Let $f$ be of moderate decrease, i.e., there exists $A>0$ such that $f(x)\le \frac{A}{1+x^2}$ for all $x$. Then we can define the Fourier Transform by $$\hat{f}(\xi):= \int_{-\infty}^{\infty}f(x)e^{-2\pi ix\xi}dx.$$ Of course, $|e^{-2\pi ix\xi}|=1$ so the integrand is of moderate decrease and the integral makes sense. In fact, this last observation implies that $\hat{f}$ is bounded.

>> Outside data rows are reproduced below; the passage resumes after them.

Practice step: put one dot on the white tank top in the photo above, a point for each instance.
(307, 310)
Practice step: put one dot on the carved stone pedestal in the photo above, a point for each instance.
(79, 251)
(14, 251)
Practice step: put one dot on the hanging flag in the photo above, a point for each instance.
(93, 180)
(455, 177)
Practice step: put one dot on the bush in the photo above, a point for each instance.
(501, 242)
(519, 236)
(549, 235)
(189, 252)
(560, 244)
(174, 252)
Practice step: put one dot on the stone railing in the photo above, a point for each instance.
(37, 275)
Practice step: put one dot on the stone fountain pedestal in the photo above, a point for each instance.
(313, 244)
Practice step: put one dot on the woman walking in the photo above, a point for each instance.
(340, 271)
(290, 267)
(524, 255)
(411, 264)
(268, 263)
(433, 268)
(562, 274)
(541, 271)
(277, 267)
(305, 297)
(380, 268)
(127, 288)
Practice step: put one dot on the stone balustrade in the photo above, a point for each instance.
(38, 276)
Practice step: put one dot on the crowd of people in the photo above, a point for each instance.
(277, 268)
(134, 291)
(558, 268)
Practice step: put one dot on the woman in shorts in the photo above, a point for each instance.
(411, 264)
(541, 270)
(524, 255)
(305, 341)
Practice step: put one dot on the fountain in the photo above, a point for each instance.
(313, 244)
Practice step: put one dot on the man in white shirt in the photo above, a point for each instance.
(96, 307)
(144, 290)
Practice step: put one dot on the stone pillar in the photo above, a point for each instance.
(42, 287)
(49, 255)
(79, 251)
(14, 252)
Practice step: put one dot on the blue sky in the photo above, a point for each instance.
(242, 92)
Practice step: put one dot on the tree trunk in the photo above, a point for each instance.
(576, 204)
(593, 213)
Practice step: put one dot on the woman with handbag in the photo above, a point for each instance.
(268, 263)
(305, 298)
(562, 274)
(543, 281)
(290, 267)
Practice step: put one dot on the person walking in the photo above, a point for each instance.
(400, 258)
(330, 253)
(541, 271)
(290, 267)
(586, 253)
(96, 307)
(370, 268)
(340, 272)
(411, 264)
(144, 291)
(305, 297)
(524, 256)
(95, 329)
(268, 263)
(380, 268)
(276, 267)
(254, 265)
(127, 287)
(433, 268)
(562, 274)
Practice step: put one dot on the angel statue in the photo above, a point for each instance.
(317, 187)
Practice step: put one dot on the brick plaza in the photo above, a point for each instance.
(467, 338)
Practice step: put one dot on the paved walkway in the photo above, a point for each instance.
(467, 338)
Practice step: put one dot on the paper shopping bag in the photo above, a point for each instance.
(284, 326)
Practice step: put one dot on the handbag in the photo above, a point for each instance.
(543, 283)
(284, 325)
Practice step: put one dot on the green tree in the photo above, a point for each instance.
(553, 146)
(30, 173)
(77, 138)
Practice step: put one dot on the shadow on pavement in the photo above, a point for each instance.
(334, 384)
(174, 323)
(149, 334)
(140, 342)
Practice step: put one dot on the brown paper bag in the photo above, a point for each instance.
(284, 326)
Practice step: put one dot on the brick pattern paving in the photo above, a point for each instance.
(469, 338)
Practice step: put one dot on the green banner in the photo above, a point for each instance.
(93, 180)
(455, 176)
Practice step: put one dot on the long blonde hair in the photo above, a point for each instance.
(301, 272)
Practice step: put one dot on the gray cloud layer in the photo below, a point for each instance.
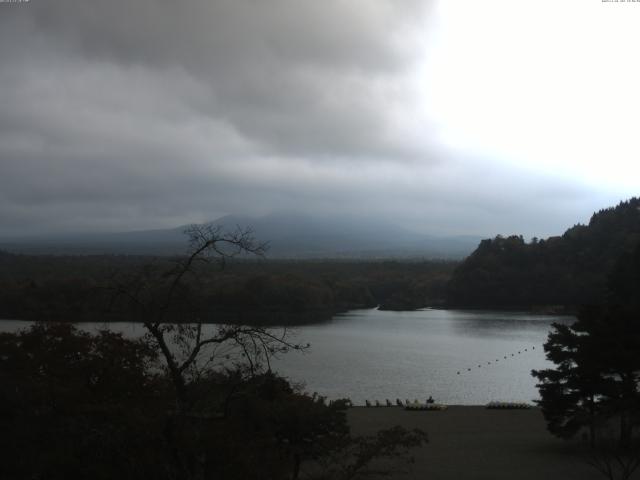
(119, 115)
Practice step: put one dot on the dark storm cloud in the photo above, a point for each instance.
(120, 115)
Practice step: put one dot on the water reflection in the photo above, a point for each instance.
(458, 356)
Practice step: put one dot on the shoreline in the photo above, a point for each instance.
(473, 442)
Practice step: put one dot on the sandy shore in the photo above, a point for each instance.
(475, 443)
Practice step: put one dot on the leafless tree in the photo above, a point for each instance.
(161, 298)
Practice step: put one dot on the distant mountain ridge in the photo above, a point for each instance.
(288, 235)
(569, 270)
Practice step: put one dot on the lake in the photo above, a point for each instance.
(457, 356)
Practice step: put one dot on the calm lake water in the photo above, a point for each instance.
(372, 354)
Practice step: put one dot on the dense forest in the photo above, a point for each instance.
(565, 271)
(79, 288)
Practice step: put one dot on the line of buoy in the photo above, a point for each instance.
(497, 360)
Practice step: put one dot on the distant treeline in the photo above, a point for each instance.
(81, 288)
(565, 271)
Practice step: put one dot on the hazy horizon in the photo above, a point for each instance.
(448, 118)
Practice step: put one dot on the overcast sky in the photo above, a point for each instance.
(451, 116)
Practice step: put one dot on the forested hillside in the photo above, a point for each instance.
(79, 288)
(566, 271)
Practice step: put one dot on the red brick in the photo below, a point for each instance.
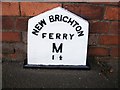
(35, 8)
(24, 37)
(108, 40)
(114, 52)
(98, 51)
(86, 11)
(10, 36)
(114, 28)
(99, 27)
(21, 24)
(10, 8)
(112, 13)
(8, 23)
(106, 3)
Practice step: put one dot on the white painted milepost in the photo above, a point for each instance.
(57, 38)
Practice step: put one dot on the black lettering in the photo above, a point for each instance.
(71, 36)
(57, 49)
(42, 23)
(51, 18)
(71, 21)
(58, 35)
(78, 28)
(51, 35)
(56, 17)
(76, 23)
(35, 32)
(60, 17)
(65, 18)
(52, 57)
(38, 27)
(80, 33)
(44, 35)
(65, 36)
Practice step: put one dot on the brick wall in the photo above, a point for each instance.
(103, 18)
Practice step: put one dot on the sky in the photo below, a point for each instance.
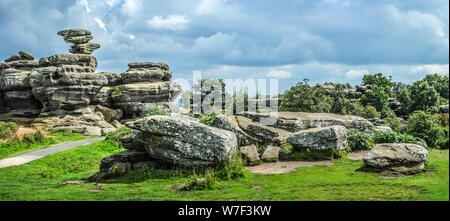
(289, 40)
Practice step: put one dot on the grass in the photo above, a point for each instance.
(44, 179)
(11, 149)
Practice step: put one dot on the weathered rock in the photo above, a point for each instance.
(131, 157)
(76, 36)
(137, 97)
(383, 129)
(184, 142)
(397, 158)
(250, 153)
(263, 133)
(229, 122)
(114, 79)
(26, 55)
(271, 153)
(296, 121)
(323, 138)
(85, 48)
(443, 109)
(146, 72)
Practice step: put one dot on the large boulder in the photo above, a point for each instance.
(135, 98)
(323, 138)
(229, 122)
(296, 121)
(183, 142)
(262, 133)
(397, 158)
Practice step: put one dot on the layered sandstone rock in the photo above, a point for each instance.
(15, 87)
(397, 158)
(146, 84)
(183, 142)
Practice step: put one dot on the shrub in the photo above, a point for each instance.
(370, 112)
(359, 141)
(7, 129)
(392, 137)
(155, 110)
(421, 124)
(207, 119)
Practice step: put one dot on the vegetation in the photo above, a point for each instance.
(155, 110)
(45, 179)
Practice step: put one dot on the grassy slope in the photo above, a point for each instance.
(18, 149)
(42, 180)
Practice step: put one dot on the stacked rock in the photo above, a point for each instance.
(67, 86)
(15, 87)
(80, 38)
(146, 84)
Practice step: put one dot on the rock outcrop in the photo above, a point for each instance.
(146, 84)
(181, 141)
(324, 138)
(15, 87)
(397, 158)
(296, 121)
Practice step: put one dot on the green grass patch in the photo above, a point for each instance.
(33, 142)
(44, 179)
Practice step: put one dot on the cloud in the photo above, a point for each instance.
(130, 7)
(352, 74)
(207, 7)
(279, 74)
(172, 22)
(431, 69)
(100, 23)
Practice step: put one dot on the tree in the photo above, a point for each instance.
(303, 97)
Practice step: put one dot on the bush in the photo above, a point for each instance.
(207, 119)
(155, 110)
(392, 137)
(7, 129)
(359, 141)
(370, 112)
(421, 124)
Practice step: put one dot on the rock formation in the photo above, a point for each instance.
(181, 141)
(15, 87)
(397, 158)
(146, 84)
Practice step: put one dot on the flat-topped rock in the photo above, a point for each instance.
(184, 142)
(149, 65)
(296, 121)
(397, 158)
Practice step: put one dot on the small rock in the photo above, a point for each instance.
(250, 153)
(271, 153)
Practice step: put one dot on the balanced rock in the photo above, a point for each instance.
(80, 38)
(183, 142)
(324, 138)
(397, 158)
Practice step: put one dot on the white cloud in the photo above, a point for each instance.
(100, 23)
(85, 4)
(279, 74)
(352, 74)
(431, 69)
(131, 7)
(172, 22)
(207, 7)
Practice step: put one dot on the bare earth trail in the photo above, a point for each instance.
(288, 166)
(34, 155)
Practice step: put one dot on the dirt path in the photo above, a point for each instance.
(34, 155)
(284, 167)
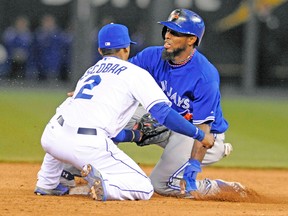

I'm trying to show this part. I know that we have
$$\left|\int_{-N}^Nf(x)e^{-2\pi ix\xi} dx\right|\le 2N\frac{A}{1+x^2}$$
because the integrand is of moderate decrease, but if we make $N\to\infty$ to get $\hat f$ on the LHS, the RHS also goes to infinity, so I don't know how to use the fact of the integrand being of moderate decrease to show the boundedness of $\hat f$.
$$|\hat{f}(\xi)| \le \int_{-\infty}^\infty |f(x)| dx \le A \int_{-\infty}^\infty \frac{1}{1+x^2} dx \:.$$ From this you get the result because the integral on the right hand side is finite.